Mais le club lozérien, sans le dire trop fort, voit plus loin. En conservant l’ossature qui le guida la saison dernière, en continuant de nourrir les jeunes pousses du cru, en actant cinq arrivées seulement, savamment pensées, Mende n’a pas fait dans le ronflant mais dans le qualitatif et le judicieux pour l’équipe, en conservant cette philosophie chère à son entraîneur d’un groupe interchangeable du premier au douzième joueur. Une rareté dans le volley pro ! « On n’aura pas une équipe avec un six majeur. Constant part avec 12 joueurs qui ont tous leurs chances.
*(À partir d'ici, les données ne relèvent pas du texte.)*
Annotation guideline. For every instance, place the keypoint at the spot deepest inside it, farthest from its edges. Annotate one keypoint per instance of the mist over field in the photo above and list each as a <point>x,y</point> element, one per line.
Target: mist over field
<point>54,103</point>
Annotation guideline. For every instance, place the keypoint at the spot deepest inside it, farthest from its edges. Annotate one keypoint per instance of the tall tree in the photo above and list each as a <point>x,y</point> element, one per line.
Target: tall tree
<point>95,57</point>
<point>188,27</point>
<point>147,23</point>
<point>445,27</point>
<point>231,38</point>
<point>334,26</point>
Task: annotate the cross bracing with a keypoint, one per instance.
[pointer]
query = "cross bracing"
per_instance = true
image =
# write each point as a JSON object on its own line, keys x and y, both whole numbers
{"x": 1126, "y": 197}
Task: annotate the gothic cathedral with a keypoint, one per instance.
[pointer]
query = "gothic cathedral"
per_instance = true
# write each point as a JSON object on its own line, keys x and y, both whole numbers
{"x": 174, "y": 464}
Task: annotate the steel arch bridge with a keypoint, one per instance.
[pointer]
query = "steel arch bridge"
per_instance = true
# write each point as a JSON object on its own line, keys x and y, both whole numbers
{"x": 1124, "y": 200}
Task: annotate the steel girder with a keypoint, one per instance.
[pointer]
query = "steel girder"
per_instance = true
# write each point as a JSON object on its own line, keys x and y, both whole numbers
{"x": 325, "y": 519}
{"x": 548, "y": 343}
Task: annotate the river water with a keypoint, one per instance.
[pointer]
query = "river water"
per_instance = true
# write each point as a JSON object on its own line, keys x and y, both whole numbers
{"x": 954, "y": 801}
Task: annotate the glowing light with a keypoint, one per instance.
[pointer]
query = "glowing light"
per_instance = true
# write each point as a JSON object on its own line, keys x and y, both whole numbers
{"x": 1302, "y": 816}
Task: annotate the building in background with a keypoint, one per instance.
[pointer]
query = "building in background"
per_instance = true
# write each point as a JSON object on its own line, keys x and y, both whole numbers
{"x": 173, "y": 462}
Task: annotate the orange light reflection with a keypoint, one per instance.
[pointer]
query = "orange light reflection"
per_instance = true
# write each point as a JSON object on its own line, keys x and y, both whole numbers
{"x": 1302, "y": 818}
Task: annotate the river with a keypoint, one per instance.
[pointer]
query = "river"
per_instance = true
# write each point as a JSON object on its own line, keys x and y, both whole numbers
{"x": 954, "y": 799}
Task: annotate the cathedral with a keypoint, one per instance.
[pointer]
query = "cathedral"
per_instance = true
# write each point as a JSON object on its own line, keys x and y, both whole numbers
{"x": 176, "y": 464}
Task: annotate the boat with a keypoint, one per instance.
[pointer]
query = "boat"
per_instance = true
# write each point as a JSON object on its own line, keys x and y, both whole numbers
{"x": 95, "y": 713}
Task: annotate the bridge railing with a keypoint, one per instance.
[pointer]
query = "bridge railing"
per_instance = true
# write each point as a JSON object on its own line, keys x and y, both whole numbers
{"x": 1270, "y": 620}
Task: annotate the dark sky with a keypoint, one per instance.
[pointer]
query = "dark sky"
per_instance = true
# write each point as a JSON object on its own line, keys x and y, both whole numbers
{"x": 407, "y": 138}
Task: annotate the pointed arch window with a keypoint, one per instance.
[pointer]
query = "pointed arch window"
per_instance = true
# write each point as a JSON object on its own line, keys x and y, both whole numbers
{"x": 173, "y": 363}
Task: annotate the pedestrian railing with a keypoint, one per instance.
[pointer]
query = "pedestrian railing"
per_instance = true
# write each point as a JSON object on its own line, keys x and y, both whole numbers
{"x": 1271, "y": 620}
Il n’y a pas de joueurs majeurs et cela donne des entraînements de très haute qualité. Tous les postes sont doublés et tout le monde peut remplacer tout le monde », résume le patron du club, qui se souvient qu’à l’entame du deuxième set, lors de la victoire contre Nice en Coupe de France l’an passé, l’entraîneur avait totalement changé son six sur le terrain !

 

Bref, Mende y va avec ses modestes moyens, son parquet en bois tout beau, poncé et revitrifié cet été, mais surtout une énorme conviction et une peur ratiboisée. « Il y a moyen de réussir une belle saison. Le premier objectif, c’est le maintien, mais on va essayer de se qualifier pour les Play-Offs. On veut stabiliser le club à ce niveau et je pense qu’on peut y arriver. Il y a surtout l’envie de découvrir, on n’a pas vraiment peur », lâche le président, comme pour signifier à ses prochains adversaires que Mende a bien l’intention de se battre et de rester debout.